Ask a CIO or IT director from any industry what their fellow executives are pestering them about, and right now the answer will almost certainly be the iPad. The legal sector is no exception; indeed, some law firms are even investigating the viability of issuing iPads to their employees themselves.
"We’ve got a pilot going on with iPads at the moment,” explains Phillip Whitehead, IT director at DWF. “The pilot seems to have been a success – we are giving people iPads for a week and then getting their views on them, but those people seem to be disappearing [with them].”
For law firms, the matter of supporting iPads is especially tricky given their particularly stringent security requirements. “If data breaches happened, we’d completely lose credibility with our clients,” says Terry Lawley, business innovation team manager at SJ Berwin.

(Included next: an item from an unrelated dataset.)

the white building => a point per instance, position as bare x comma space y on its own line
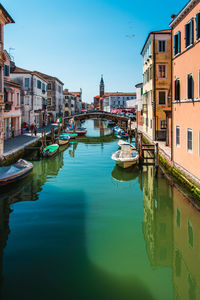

He considers the iPad an “insecure device” – although the firm is investigating ways to remedy this – and the answer to hopeful senior partners has so far been no.
Lawley adds that he is “looking forward” to the release of Research In Motion’s forthcoming PlayBook tablet, as RIM’s BlackBerry Enterprise Server is a trusted device management system.
That sentiment is echoed by Derek Brookes, IT director at Manches. “RIM has got such a good control and security engine that were we’re holding back”, at least to see whether the functionality is up to scratch.
DWF’s Whitehead has the same policy. “We’re looking at the RIM tablet as well. We’re not going to make a decision on tablet computers until next year.”
Either way, Brookes believes that the adoption of tablets is almost inevitable. “When I first suggested that we should get some BlackBerrys, I was asked ‘What’s the point?’” he recalls. “I said let’s just try half a dozen, and within two weeks we’d given one to every partner.”
“In the past two or three years, every lawyer has been given some kind of device from which they can send and receive emails. I think we’ll see that happen with tablets but in an even shorter time frame.”